Sunday, 28 October 2012

I can't help it.

Ever since I was very young I have enjoyed drawing geometric shapes,  instead of using colour I would pick up my ruler, compass and pencil. It was a major reason I went on to study civil engineering, with the surveying and technical drawing being my best subjects.  So getting to design a garden (and working with an architect on the extension to the house) is very exciting.

I have been trying not to think about it as we are nowhere near ready to start any real planning, but it doesn't work.  You lot don't help, yes you readers who have blogs with beautiful gardens, photos and lots of creative ideas.  It seems I can't turn on my computer at the moment without someone showing something that gets me thinking about what I want in my garden. Perhaps the ultimate was a recent post by A growing obsession, on the amphitheatre created by Sue Dadd and James Griffith. I will leave the description to them, here, If you have not seen it go and read it now! They have kindly said I can show one of the photos.

Photo by MB Maher (
What is not to like about this, it ticks every box I want in the new garden: different levels, seating subtly incorporated, various routes through the area, using available materials and lots of succulents.  There seems to be something about amphitheatres and succulents that go together.  I first saw it at Minac Theatre in Cornwall.
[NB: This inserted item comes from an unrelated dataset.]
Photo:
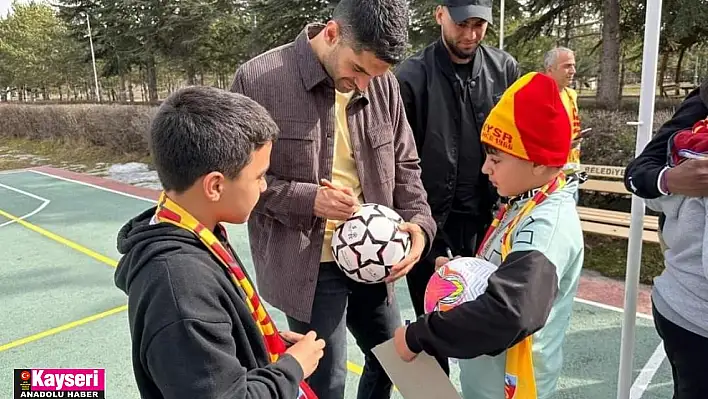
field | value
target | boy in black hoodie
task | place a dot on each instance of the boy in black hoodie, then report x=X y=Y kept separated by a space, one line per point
x=198 y=328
If you are every in the area it is a must to visit.  The question is how to incorporate these elements into our flat garden.  I am wondering about using raised beds to form terracing around the edges of the garden, leaving space in the middle. Maybe even digging out the centre to create further height difference. I can work different seating and paths into this, plus of course there is plenty of space for my plants.  It would also allow me to incorporate a bank into the garden making the most of the south facing aspect.  I could also re-use materials from the various walls / building as we do the other work. The ideas are starting to form, but fitting them together into the space in a way that really works is going to be the hard bit.

This is where the garden designers earn their money, to take an idea like this and turn it into something unique without just copying someone else. I have nothing but respect for them and other artists and creative people, if I had the money there is no doubt I would use them more. This time I will have to do it myself, I hope I will be able to come up with a design that works, but they would add those little extras that turn a garden into something special.

On the plus side I will make the most of the fact that I get to get out my surveying stuff again, draw lots of scale drawings and see if I would have been any good at the design side had I gone down that path.


  1. What an exciting time for you. To actually plan a garden before one creates it would be really great. Unfortunately, I'm sort of a trial and error kind of gardener digging beds, making paths, planting, realizing that it doesn't work, trying to add more things to make it work, then finally re doing the whole thing. You are much wiser!

    1. I used to be like you. Then at my last house I wanted to do a dry bed, and actually planned it and was amazed at how much better it looked than anything I had done before. Plus I am a bit of a mapping geek, and love drawing scale drawings.